The novel methodology used in the test could lead to blood tests for other diseases as well, according to investigators.
Using a technology that relies on thousands of synthetic molecules to search for disease-specific antibodies, researchers have developed a potential method for detecting Alzheimer’s disease with a simple blood test, according to a report in the January 7 issue of Cell.
“If this works in Alzheimer’s disease, it suggests it is a pretty general platform that may work for a lot of different diseases,” said Thomas Kodadek, PhD, Professor of Chemistry and Cancer Biology, Scripps Research Institute in Jupiter, Florida. “Now we need to put it in the hands of disease experts to tackle diseases where early diagnosis is key.”

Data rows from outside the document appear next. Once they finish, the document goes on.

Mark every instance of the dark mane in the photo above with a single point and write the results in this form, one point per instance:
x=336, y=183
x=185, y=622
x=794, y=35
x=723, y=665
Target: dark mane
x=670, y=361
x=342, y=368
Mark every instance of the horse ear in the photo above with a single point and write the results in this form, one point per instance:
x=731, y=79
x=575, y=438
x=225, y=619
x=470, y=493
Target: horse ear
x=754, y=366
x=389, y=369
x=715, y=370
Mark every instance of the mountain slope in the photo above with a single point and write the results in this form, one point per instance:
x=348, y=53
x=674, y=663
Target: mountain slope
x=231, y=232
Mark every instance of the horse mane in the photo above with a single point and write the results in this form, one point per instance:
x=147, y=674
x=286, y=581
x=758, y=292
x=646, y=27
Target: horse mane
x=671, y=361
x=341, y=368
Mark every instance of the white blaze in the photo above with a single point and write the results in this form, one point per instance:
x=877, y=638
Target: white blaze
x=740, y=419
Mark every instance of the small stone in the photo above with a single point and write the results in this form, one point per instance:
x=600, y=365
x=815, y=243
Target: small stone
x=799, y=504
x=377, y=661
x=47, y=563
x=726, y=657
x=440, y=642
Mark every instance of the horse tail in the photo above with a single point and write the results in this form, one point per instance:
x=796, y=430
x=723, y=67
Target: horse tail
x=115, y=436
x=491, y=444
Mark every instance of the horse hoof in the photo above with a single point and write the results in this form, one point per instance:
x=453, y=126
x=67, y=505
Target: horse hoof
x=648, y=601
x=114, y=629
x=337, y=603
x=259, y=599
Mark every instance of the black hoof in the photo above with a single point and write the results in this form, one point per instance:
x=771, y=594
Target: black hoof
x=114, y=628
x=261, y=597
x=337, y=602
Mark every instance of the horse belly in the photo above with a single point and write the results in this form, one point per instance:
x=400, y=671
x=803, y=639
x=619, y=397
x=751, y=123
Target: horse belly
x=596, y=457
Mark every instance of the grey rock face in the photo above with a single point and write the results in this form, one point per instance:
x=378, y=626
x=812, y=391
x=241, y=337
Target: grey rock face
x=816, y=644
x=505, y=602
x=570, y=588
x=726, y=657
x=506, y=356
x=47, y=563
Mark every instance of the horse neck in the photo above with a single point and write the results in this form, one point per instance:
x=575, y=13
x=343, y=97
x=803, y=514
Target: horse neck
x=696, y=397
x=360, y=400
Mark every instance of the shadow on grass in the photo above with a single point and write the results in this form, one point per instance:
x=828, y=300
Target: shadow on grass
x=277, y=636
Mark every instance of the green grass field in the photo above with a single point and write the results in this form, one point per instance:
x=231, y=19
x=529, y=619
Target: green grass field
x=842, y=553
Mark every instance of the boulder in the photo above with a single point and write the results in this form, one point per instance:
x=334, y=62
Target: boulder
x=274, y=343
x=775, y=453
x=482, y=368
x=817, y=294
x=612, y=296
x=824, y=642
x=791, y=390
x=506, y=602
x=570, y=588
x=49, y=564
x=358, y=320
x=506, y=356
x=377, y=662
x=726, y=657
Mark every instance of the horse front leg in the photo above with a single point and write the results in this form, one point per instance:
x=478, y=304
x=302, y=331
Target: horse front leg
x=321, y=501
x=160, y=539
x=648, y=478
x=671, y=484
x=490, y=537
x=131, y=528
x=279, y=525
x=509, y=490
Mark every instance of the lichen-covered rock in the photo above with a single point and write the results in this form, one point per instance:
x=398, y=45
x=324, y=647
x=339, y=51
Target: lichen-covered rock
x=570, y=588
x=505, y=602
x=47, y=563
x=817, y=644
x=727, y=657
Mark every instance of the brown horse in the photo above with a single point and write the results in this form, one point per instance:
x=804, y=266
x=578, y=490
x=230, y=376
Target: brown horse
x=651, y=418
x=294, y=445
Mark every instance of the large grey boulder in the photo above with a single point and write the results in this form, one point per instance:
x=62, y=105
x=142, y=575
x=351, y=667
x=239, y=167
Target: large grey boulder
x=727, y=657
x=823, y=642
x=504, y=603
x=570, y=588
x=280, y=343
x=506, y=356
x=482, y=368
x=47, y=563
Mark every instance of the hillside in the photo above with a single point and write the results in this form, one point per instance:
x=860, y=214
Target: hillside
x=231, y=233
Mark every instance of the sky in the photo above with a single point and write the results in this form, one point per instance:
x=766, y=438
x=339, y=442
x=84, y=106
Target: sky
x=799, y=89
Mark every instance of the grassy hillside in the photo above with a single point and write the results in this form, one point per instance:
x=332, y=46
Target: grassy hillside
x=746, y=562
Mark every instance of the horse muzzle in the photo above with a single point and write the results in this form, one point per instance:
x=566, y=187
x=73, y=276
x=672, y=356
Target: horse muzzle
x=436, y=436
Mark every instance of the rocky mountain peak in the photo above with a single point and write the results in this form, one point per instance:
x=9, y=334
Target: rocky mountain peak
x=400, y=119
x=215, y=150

The method relies on the notion that many diseases lead to the production of modified proteins. At some point, the adaptive immune system might begin to recognize those proteins as foreign and mount a response. If tests could be developed to recognize those disease-specific proteins or the antibodies that recognize them, they could be the basis for early diagnosis. But in most cases, researchers have had little luck identifying those abnormal proteins.
Dr. Kodadek’s team used a large library of randomly selected peptoids to screen for antibodies found in the bloodstream of animals or patients with specific diseases and not in healthy controls. The method is very practical, he said, because it allows for the assembly of enormous chemical libraries with little effort. It also offers a way to “step outside of the usual biological or chemical space” in search of molecules that might just fill the pockets of antibodies playing unknown roles in disease.

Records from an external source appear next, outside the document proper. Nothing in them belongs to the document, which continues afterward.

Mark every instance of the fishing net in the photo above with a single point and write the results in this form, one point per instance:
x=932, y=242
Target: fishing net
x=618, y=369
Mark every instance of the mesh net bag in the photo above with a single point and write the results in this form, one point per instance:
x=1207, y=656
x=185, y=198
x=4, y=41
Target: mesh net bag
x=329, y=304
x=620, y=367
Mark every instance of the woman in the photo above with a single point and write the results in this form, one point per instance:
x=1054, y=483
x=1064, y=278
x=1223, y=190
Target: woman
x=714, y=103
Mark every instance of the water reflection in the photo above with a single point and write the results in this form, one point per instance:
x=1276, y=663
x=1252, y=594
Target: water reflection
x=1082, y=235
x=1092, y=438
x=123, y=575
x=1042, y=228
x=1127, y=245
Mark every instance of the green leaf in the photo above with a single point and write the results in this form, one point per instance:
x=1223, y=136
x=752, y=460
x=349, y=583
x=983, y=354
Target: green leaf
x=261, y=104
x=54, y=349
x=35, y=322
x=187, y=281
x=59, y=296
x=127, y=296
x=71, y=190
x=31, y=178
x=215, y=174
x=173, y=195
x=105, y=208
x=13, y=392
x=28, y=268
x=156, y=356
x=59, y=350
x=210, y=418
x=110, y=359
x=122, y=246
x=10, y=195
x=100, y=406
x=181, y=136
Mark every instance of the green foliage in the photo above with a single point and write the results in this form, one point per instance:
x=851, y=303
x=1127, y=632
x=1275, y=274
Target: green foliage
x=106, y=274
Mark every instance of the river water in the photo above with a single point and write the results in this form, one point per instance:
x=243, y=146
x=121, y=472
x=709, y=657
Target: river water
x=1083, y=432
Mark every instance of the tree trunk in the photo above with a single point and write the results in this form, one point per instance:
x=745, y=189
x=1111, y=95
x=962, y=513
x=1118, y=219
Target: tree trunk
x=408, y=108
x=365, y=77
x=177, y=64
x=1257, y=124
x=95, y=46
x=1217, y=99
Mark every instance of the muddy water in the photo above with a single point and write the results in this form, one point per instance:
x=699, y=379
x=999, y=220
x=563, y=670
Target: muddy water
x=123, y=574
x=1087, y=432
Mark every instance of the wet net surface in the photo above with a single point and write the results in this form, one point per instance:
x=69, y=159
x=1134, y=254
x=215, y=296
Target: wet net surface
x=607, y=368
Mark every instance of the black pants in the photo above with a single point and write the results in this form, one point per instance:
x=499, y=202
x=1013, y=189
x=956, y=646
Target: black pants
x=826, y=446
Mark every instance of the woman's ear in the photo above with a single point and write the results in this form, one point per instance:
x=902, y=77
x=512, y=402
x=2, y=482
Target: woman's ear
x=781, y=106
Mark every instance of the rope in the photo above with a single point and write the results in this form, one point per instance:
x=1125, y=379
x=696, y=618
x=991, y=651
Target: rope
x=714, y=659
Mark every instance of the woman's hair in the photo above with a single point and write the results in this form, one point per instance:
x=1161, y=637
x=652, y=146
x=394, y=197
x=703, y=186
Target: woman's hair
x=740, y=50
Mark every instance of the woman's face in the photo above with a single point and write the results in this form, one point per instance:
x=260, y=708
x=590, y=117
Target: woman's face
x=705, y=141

As a proof of concept, the researchers started with mice with experimental autoimmune encephalitis. Using a few thousand peptoids, the researchers found a handful that could distinguish blood samples taken from healthy versus sick mice.
The next challenge was to see whether the same method would also work in the case of human Alzheimer’s disease. The method uncovered three peptoids that appear to discriminate between healthy and Alzheimer’s disease blood samples with high accuracy.

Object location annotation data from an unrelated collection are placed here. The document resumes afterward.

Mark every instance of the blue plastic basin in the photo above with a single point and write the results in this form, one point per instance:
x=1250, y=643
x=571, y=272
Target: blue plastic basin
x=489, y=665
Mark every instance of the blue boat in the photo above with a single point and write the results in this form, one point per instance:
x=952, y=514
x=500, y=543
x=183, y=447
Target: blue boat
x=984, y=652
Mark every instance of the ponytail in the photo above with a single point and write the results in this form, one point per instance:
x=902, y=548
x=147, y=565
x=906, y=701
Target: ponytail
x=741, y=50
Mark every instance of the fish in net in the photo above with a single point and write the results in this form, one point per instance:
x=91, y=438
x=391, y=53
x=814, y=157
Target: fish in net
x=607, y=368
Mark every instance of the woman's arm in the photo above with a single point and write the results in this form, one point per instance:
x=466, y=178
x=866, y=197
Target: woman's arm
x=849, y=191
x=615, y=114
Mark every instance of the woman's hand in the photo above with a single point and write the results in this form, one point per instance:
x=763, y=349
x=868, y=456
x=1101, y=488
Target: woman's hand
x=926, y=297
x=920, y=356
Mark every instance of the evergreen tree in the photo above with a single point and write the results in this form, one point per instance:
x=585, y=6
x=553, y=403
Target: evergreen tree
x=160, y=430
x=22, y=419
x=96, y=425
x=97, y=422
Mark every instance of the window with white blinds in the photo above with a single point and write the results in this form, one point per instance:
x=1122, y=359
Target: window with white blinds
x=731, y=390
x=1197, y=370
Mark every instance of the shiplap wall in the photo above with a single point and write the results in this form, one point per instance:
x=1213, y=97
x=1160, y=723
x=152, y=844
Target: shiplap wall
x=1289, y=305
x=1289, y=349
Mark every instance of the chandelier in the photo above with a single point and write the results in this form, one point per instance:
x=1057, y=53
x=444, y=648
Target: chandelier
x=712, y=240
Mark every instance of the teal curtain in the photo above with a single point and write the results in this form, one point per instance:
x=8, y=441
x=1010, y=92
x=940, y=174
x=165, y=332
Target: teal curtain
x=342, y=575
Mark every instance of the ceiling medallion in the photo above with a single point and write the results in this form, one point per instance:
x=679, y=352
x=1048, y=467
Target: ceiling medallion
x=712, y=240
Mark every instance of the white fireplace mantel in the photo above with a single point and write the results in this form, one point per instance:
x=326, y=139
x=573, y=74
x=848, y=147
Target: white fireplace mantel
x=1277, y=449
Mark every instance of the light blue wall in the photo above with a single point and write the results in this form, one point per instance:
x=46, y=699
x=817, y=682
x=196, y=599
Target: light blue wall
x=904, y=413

Dr. Kodadek said that they have since extended the test to more patients and it appears to be successful. Nevertheless, development of a clinically useful test will depend on further validation. It is possible that the test would not work as reliably in a collection of patients representing different ethnic groups or different forms of dementia, he cautioned. The researchers also need to transition their peptoid technology to a simpler platform better suited for use outside a research laboratory.
It is not entirely clear whether an early test for Alzheimer’s disease would be broadly useful today given that there are no real treatment options, he added. Such a test might initially be most useful to pharmaceutical companies, by allowing them to better identify patients with early Alzheimer’s disease for enrollment into clinical trials.